MASOKIS
(Oleh: Amaliah Black)
Kau
termenung menatap urat nadimu yang berdenyut-denyut. Seakan ada sesuatu yang hidup
berdetak di sana. Lantas, bayangan itu muncul lagi, menyeret segenap kesakitan
yang selama ini sangat kau nantikan. Memakimu, lalu memujimu kembali. Dan
memang... kau betul-betul menyukainya.
Bayangan
itu kemudian melesap, melahirkan gelegar yang seolah membungkammu. Kau tahu;
kau tak perlu obat, tidak pula membutuhkan sesuatu untuk membalut luka yang tak
kunjung mengering.

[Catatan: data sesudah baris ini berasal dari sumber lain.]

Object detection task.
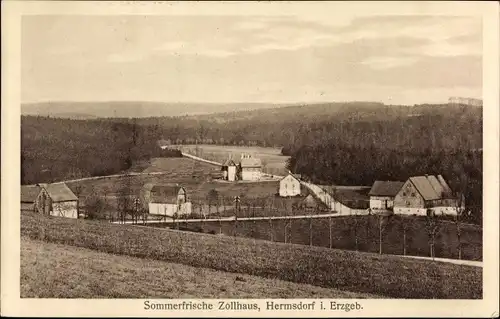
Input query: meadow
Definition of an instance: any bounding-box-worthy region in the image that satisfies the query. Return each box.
[176,144,289,175]
[21,238,378,299]
[158,215,482,260]
[66,158,279,201]
[21,213,482,299]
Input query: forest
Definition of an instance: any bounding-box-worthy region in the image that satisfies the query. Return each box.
[21,116,181,184]
[21,103,483,222]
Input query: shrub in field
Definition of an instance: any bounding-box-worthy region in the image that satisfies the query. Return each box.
[21,213,482,299]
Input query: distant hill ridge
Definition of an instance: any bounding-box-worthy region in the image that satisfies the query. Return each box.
[21,101,394,119]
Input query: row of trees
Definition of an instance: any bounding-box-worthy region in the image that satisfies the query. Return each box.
[78,184,476,259]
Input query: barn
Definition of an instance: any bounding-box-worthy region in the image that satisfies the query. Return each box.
[278,173,301,197]
[21,183,78,218]
[141,184,195,217]
[368,181,404,212]
[239,154,262,181]
[221,159,237,181]
[21,185,42,212]
[394,175,464,216]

Kau hanya perlu mengalah. Sebab kekalahan dalam batinmu
sudah cukup meledakkan tawa dari hatimu.
Kau
pun sadar. Betapa segunung rasa sakit yang kau tampung telah menjadi candu di
setiap malammu. Mengutuki seluruh keperihan dan ngilu yang bertubi-tubi
memukul. Namun, tetap saja. Kerinduan itu selalu hadir menyela.
Perlahan.
Darah dari dalam nadimu mulai mengucur, kian deras seiring air yang luruh
meninggalkan pelupukmu. Demikianlah, selengkung senyum di bibir yang
pecah-pecah itu kini menjadi pertanda bahwa keperihan sudah tak lagi menyiksamu.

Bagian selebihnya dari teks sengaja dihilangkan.